The trial court signed an order of temporary interdiction the same day the petition was filed, appointed Mrs. Claybourn temporary curator, and appointed attorney Kim Brooks to represent Mr. Claybourn.

Ms. Finley then filed a motion on Mr. Claybourn’s behalf, claiming to be his attorney and seeking both a temporary restraining order against the appointment of Mrs. Claybourn as curator and the dismissal of the interdiction proceeding based on fraud and ill practices. The trial court signed the order filed with Ms. Finley’s motion that ordered Mrs. Claybourn to show cause why the interdiction proceeding should not be dismissed but struck through the language granting the requested temporary restraining order.

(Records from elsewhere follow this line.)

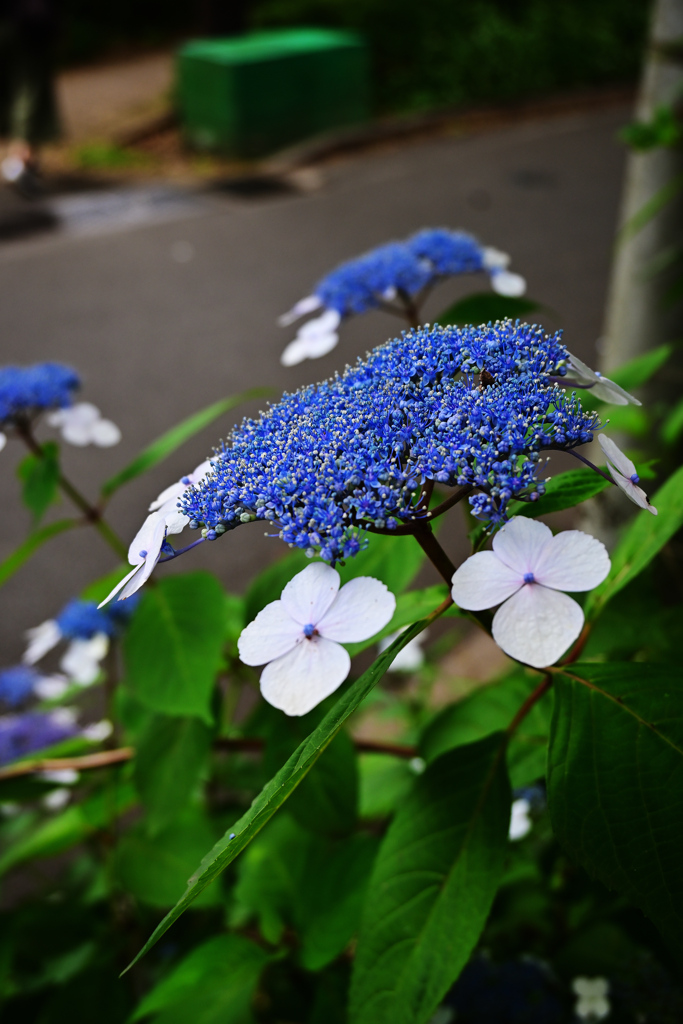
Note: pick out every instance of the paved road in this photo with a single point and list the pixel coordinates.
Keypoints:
(156, 339)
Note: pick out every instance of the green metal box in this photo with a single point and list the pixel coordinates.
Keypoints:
(249, 95)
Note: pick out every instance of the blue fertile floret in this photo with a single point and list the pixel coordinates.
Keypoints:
(352, 453)
(27, 390)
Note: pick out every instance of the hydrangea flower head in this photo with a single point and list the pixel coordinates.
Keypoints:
(403, 269)
(525, 574)
(300, 636)
(27, 390)
(332, 460)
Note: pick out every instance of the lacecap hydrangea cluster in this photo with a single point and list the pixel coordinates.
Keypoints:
(408, 266)
(470, 407)
(27, 390)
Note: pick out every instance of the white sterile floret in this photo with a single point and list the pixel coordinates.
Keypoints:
(520, 822)
(601, 386)
(165, 517)
(300, 308)
(83, 424)
(508, 284)
(41, 640)
(592, 1003)
(623, 472)
(411, 657)
(525, 573)
(314, 339)
(300, 636)
(82, 658)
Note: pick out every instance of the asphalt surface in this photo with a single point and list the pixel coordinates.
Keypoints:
(167, 301)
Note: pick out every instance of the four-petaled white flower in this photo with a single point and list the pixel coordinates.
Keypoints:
(83, 424)
(502, 281)
(80, 662)
(165, 517)
(525, 573)
(624, 473)
(601, 386)
(592, 1003)
(300, 636)
(313, 339)
(520, 822)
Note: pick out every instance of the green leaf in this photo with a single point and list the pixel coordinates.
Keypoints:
(615, 781)
(71, 826)
(432, 887)
(213, 985)
(40, 479)
(636, 372)
(642, 541)
(562, 492)
(33, 542)
(672, 428)
(331, 897)
(156, 869)
(173, 438)
(488, 710)
(283, 784)
(485, 306)
(170, 758)
(173, 645)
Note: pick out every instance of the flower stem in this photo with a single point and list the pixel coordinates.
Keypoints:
(91, 514)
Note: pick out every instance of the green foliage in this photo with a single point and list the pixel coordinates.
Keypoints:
(484, 307)
(155, 868)
(615, 781)
(642, 541)
(40, 479)
(173, 438)
(488, 710)
(173, 646)
(170, 759)
(279, 788)
(213, 985)
(439, 863)
(22, 554)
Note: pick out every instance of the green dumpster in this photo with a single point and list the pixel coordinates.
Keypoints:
(249, 95)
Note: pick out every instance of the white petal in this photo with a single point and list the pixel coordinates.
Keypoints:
(609, 391)
(300, 308)
(483, 581)
(298, 682)
(537, 625)
(148, 540)
(508, 284)
(520, 823)
(493, 258)
(520, 544)
(171, 493)
(615, 456)
(572, 561)
(326, 323)
(632, 491)
(50, 687)
(41, 639)
(270, 635)
(105, 433)
(361, 608)
(308, 348)
(310, 593)
(81, 660)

Mr. Claybourn’s court-appointed attorney, Ms. Brooks, then filed an ex parte motion to nullify all powers of attorney executed by Mr. Claybourn prior to the order of temporary interdiction and to freeze the account opened in Mr. Claybourn’s and Ms. Finley’s names. The trial court granted the motion the same date it was filed and ordered both the removal of Ms. Finley’s name from the account and the termination of the power of attorney issued to Ms. Finley pending further orders.

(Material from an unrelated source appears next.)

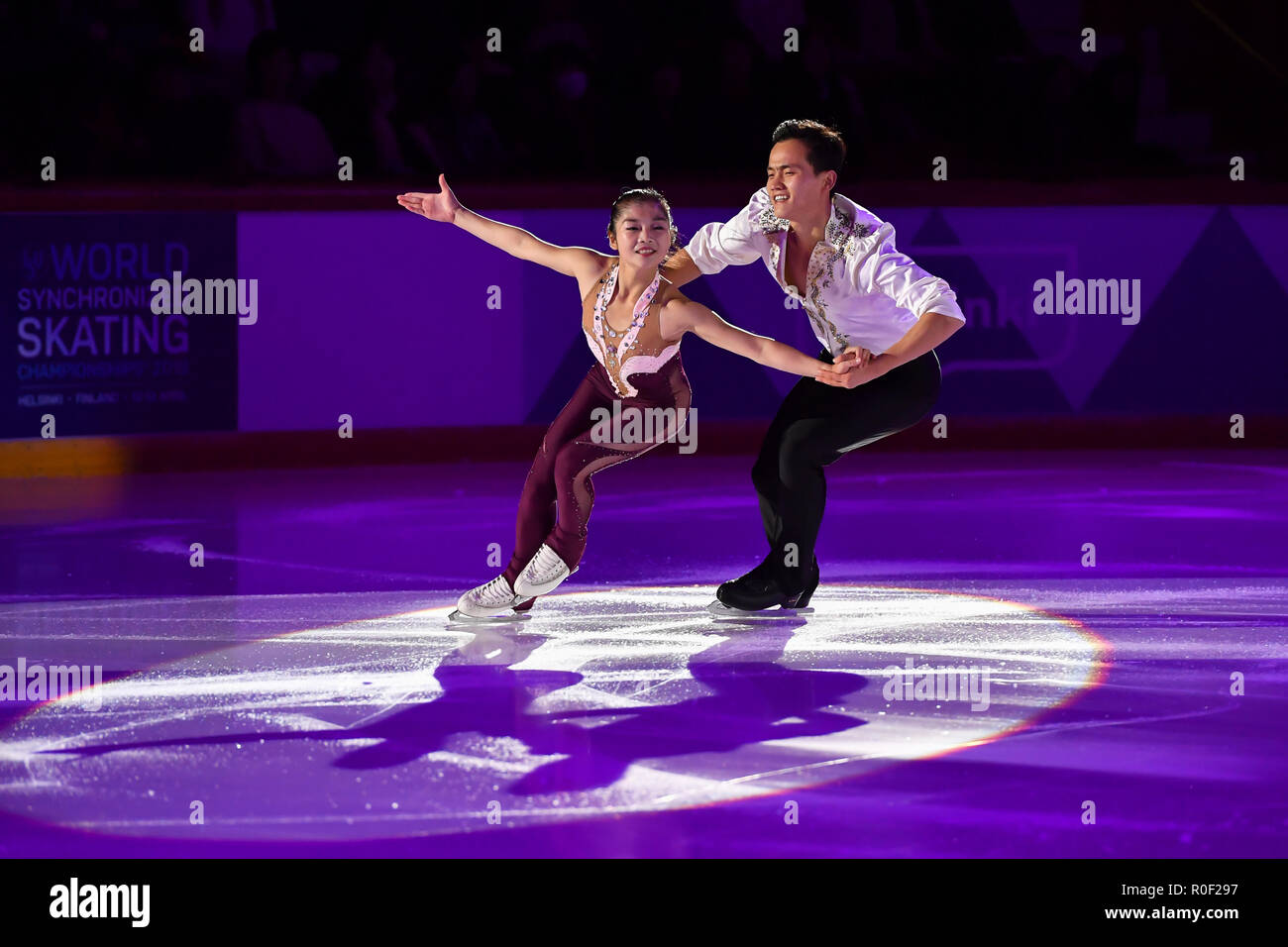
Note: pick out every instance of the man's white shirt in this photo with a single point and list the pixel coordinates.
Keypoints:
(859, 289)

Attorney John McLindon then filed a motion and order to substitute counsel of record, claiming that the court should discharge Ms. Brooks, as Mr. Claybourn had retained McLindon to represent him.

The trial court held a hearing on the motions relative to Mr. Claybourn’s legal representation. Ms. Finley, Mr. McLindon, Ms. Brooks, and Mrs. Claybourn and her counsel were present. The trial court first addressed Ms. Finley’s motions, stating the motions were dismissed and denied because Ms. Finley failed to follow proper procedure and file a motion to enroll as counsel of record.

Four days later, Ms. Finley filed an ex parte motion to enroll as counsel of record and for discharge of the court-appointed attorney pursuant to La. C.C.P. Article 4549(C). In the motion, Ms. Finley claimed to have been hired by Mr. Claybourn on the afternoon of February 22, 2021, although her representation of him had been discussed previously when they learned an interdiction proceeding would likely be filed. The order attached to Ms. Finley’s motion was stamped DENIED, with the following notation: “This motion is denied for several reasons. First and foremost, it is an improper ex parte motion under Uniform Rule 9.8(d) and C.C.P. article 963. Additionally, it is denied for the detailed reasons stated on the record on 3/5/21 in connection with the denial of Mr. McLindon’s similar motion to enroll and discharge Kim Brooks as the court appointed attorney for Mr] Claybourn. Moreover, the court is of the opinion, considering the previous motions filed in this matter and the rulings made by the court, that the present motion is filed in violation of C.C.P. art. 863(B) and therefore sets the matter for a hearing to determine if sanctions should not be imposed.” The trial court then issued an order setting a hearing for sanctions, which stated that it was issued on the court’s own motion “in light of previous rulings in this matter and considering all filings by Ms. Finley related to this proceeding.”

While the court of appeal affirmed this sanctions order, the Louisiana Supreme Court reversed:

“There is no requirement in the Louisiana Code of Civil Procedure that attorneys file a formal motion to enroll as counsel of record. Further, pursuant to Rule 9.12 of the Uniform Rules for District Courts, the first responsive pleading serves as a motion to enroll. As such, without reaching the merits of the underlying litigation, we find no valid grounds to sanction the applicant in this case. Therefore, the judgment of the district court is vacated, and this case is remanded for further proceedings.”

 

In re Claybourn, 2022-01280 (La. 11/16/22).